We have been together for almost 14 years. Wow. We still can’t believe how lucky we are to have been able to grow up together. We’ve seen the best and worst of each other, and have overcome difficulties that no one ever prepares you for. But even after all that, one year of marriage has changed us more than all the previous years combined. We’ve become more patient, compromising, and resilient. We are are no longer the two crazy high school sweethearts that may or may not ever get married. Or as one friend put so eloquently about whether we were going to get engaged, “It’ll no longer be a ‘Will They/Won’t They’ scenario like Ross and Rachel. It’s going to be a ‘ABOUT DAMN TIME” kind of moment.'”
We are now husband and wife. On September 20th, we will have been married for one year.
This past year has been an interesting adventure. Celebrated Christmas and New Year’s in Europe. Realized our current careers were not our passion or future. Experienced becoming an aunt and uncle. Made new friendships that we will treasure for years to come. And most recently, we discovered our limitations and our priorities.

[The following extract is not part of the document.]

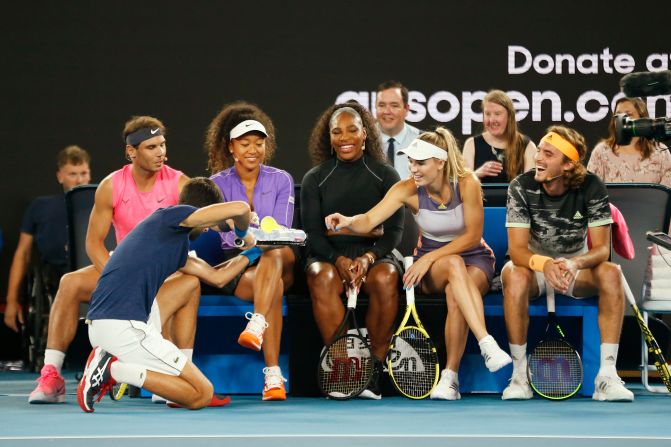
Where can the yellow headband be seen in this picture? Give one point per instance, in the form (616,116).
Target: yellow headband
(562,145)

So, here are four things we’ve learned over the last 365 days of being Mr. & Mrs. Ciesielski:
1) Take the time to listen and talk to each other, especially when it’s difficult. Everyone says communication is key, which is very true. What they don’t tell you is that the most important time to actually listen and discuss how you are feeling is when all you want to do is argue. Yes, arguments/disagreements between spouses are healthy and very normal. But only if both stay present and respectful. We have learned that while you don’t have to agree AT ALL to what the other person is saying, you must listen and acknowledged their feelings. Encourage an open and healthy discussion. And if things get too heated, learn to hold hands. Which brings us to #2!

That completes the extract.